Cataluña: independencia es decadencia
Han pasado ya veinte años desde que Zapatero se arrancó por sardanas y dijo en un eufórico mitin de partido que aprobaría como presidente del Gobierno de España lo que el Parlamento de Cataluña dictaminara. Actos seguidos, todo lo que ha salido desde la cámara de representación de los catalanes ha sido un órdago constante a la legalidad constitucional, al Estado de derecho y a la convivencia. La sucesión de mandatarios al frente del gobierno del seny insano en los últimos tres lustros, fruto de convocatorias electorales continuadas, roza lo esperpéntico, y evidencia que la otrora locomotora de España ha priorizado su intrascendencia económica, su irrelevancia cultural y su ruina social antes que el mantenimiento de un statu quo que le hizo foco de inversión y espejo de Europa durante décadas.
Ahora llega otra llamada a las urnas en la que, de nuevo, la mitad de Cataluña votará abducida por una idea que nunca se producirá. Con la promesa renovada y la fe intacta, escucharán, de nuevo, que están a punto de conseguirlo. Y bajo el manto de ese mito utópico, hijo de una historia inventada, se sucederán los victimismos, agravios y demás llantos de plañidera subvencionada con los que el nacionalismo ha destrozado la región que dice amar.
Cataluña respira en permanente paradoja inversa, que presenta falazmente a los ilegales sin legitimación moral como decentes responsables públicos, respetuosos de los derechos civiles, y a los vigilantes de la ley y la Constitución como impertinentes fascistas invasores de las esencias democráticas. Un sindiós político donde el Estado abdicó hace tiempo de sus funciones y ya todo queda supeditado a la nueva locura ordenada por el canciller de Waterloo. Asistimos a un presente decadente y a un futuro tenebroso por la insistencia de gran parte de aquella sociedad acomodada en elegir a quien más ha depredado su esencia. Viven, quienes votan a truhanes de la verdad que sólo hablan de la lengua catalana mientras en castellano se llevan el dinero a Andorra, en esa democracia del impulso, pseudo dictadura de lo emocional que inhibe a sus ciudadanos de cualquier cortejo de la razón, allí donde las vísceras ejercen de anfitrionas con cada debate y retórica subversiva.
Pero si de votar con las tripas se trata, que lo hagan de verdad. Independientes no lo serán nunca, aunque independentistas ya lo sean de por vida. Pero al menos pueden y deben rebelarse contra aquellos que siguen esquilmando sus bolsillos al grito de referéndum, sabedores de que, con cada apelación a la independencia, la cuenta corriente de los padres de la patria catalana aumenta un poco más, mientras Cataluña cada vez es un poco menos.

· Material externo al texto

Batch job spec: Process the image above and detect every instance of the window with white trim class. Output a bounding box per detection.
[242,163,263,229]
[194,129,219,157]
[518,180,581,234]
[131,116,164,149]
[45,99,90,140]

Ante la imposibilidad de unir al constitucionalismo en una sola candidatura, deseable por mor del perverso sistema electoral que proporciona a los enemigos de España su principal vitamina existencial, es preciso en consecuencia unir al votante no independentista en torno a los asuntos del comer que tanto preocupan al catalán con sentido. Con la inseguridad desatada, la inmigración descontrolada y la economía, parada, las inversiones huyen y el futuro delata ruina. Si contra eso no se reacciona, ya nada podrá seducirles, salvo la dura realidad en forma de dictadura impuesta o exilio consumado.
Algo sí es notorio y comprobable: cada vez que se habla de independencia, el ciudadano paga a la Generalitat. Cada vez que se habla de transporte, educación, sanidad, infraestructuras, gestión, inversión, turismo, la Generalitat paga al ciudadano. Aquellos que viven de lo primero, seguirán impenitentes en su desafío al orden, que no es más que mantener ordenado su creciente parné señero. Quienes necesitan lo segundo, tienen una oportunidad, quizá la última, de repetir lo que pudo ser y no fue en 2017, pero esta vez, con nombres, hombres y mimbres de verdad.